Response to Alexander Shen's note

Mebane W.

Abstract

Response to Alexander Shen's note "On the likelyhood for finite mixture models and Kirill Kalinin’s paper “Validation of the Finite Mixture Model Using Quasi-Experimental Data and Geography”"


Alexander Shen writes, "the expression being maximized, considered as a function of \(f_0, f_i, f_e\), is a linear function on the triangle \(f_0 + f_i + f_e = 1, f_0; f_i; f_e \geq 0\)." The expression being maximized (from [5]) is not a function of \(f_0\), \(f_i\) and \(f_e\). These "probabilities" are functions of the likelihood and so depend on all the other parameter estimates. For example, when both "incremental" and "extreme" frauds are included the R code that implements the method, which follows [2, 1, 6, 4], iteratively evaluates the following until stable, maximizing values for the likelihood are found:

\(F = (1-f_{\mathrm{i}}-f_{\mathrm{e}})F_0 + f_{\mathrm{i}}F_I + f_{\mathrm{e}}F_E \)

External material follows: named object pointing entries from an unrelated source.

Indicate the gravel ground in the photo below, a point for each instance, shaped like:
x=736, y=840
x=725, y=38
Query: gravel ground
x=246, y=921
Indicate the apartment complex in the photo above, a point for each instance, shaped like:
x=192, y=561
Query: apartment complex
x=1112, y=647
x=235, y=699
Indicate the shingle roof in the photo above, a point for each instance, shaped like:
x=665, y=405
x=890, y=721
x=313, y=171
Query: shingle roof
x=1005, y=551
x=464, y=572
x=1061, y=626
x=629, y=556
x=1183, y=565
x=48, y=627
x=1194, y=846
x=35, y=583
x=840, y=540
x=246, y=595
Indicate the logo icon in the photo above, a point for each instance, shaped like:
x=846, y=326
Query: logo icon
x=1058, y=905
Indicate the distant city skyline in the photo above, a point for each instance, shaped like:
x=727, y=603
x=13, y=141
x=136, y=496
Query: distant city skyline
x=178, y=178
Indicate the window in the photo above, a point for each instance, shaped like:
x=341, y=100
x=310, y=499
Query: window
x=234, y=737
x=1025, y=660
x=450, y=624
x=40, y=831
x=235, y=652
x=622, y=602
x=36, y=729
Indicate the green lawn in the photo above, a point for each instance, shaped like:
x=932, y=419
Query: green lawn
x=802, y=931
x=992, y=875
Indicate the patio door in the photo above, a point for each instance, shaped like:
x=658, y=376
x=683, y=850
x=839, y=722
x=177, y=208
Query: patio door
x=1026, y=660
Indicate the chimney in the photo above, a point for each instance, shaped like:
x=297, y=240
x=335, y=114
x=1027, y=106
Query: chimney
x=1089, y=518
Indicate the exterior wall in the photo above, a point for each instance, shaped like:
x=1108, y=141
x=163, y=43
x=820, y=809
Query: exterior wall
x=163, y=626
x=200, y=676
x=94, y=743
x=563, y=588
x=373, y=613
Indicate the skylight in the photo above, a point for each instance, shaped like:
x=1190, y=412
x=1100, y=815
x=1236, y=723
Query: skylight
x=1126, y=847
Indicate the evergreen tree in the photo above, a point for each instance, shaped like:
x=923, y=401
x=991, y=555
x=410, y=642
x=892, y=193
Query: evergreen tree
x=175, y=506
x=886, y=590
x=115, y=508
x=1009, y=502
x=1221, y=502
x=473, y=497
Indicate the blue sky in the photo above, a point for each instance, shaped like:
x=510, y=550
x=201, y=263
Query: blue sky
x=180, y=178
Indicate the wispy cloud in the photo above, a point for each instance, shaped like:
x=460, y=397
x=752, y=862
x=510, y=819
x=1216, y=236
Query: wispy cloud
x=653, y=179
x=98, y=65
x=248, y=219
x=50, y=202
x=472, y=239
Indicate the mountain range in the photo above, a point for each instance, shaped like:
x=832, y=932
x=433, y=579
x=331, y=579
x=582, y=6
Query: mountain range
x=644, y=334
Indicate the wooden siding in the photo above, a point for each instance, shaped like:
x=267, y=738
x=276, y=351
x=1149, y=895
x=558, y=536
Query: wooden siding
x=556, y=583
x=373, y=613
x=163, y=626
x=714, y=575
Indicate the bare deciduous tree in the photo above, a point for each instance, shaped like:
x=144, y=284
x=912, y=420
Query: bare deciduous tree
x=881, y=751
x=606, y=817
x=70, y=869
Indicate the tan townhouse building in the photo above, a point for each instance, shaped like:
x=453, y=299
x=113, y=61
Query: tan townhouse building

\(h_0 = (1-f_{\mathrm{i}}-f_{\mathrm{e}})F_0/F \)

\( h_I = f_{\mathrm{i}}F_I/F \)

\(h_E = f_{\mathrm{e}}F_E/F \)

\(f_{\mathrm{i}} = \text{mean}(h_I) \)

\(f_{\mathrm{e}} = \text{mean}(h_E)\)

where \(F_0\), \(F_I\) and \(F_E\) are vectors of length \(n\) (the number of observations) that have the observation-specific likelihoods as elements. \(h_0\), \(h_I\) and \(h_E\) are also vectors of length \(n\), and \(F_0/F\), \(F_I/F\) and \(F_E/F\) are evaluated elementwise. The likelihood value actually maximized is \(\sum_{i=1}^n(\log(h_0F_0 + h_IF_I + h_EF_E))\) where \(h_0F_0\), \(h_IF_I\) and \(h_EF_E\) are elementwise products. Shen's "triangle" argument does not apply.

Results from the model of [5] di ffer from results produced by the algorithm of [3] in part because [3] describes a Monte Carlo simulation method not a statistical estimation method based on any kind of likelihood or probability specification.

Received 02.07.2018.


References

  1. Dempster A.P., Laird N.M., Rubin D.B. Maximum likelihood from incomplete data via the em algorithm. – Journal of the Royal Statistical Society. Series B (Methodological). 1977. V. 39. No. 1. P. 1–38.
  2. Hasselblad V. Estimation of finite mixtures of distributions from the exponential family. – Journal of the American Statistical Association. 1969. V. 64. No. 328. P. 1459–1471.
  3. Klimek P., Yegorov Y., Hanel R., Thurner S. Statistical detection of systematic election irregularities. – Proceedings of the National Academy of Sciences. 2012. V. 109. No. 41. P. 16469–16473.
  4. McLachlan G., Peel D. Finite Mixture Models. New York: Wiley, 2000.
  5. Mebane W.R., Jr. Election forensics: Frauds tests and observation-level frauds probabilities. – Paper presented at the 2015 Annual Meeting of the Midwest Political Science Association, Chicago, April 7–10, 2016, 2016.
  6. Wu C.F.J. On the convergence properties of the em algorithm. – Annals of Statistics. 1983. V. 11. No. 1. P. 95–103.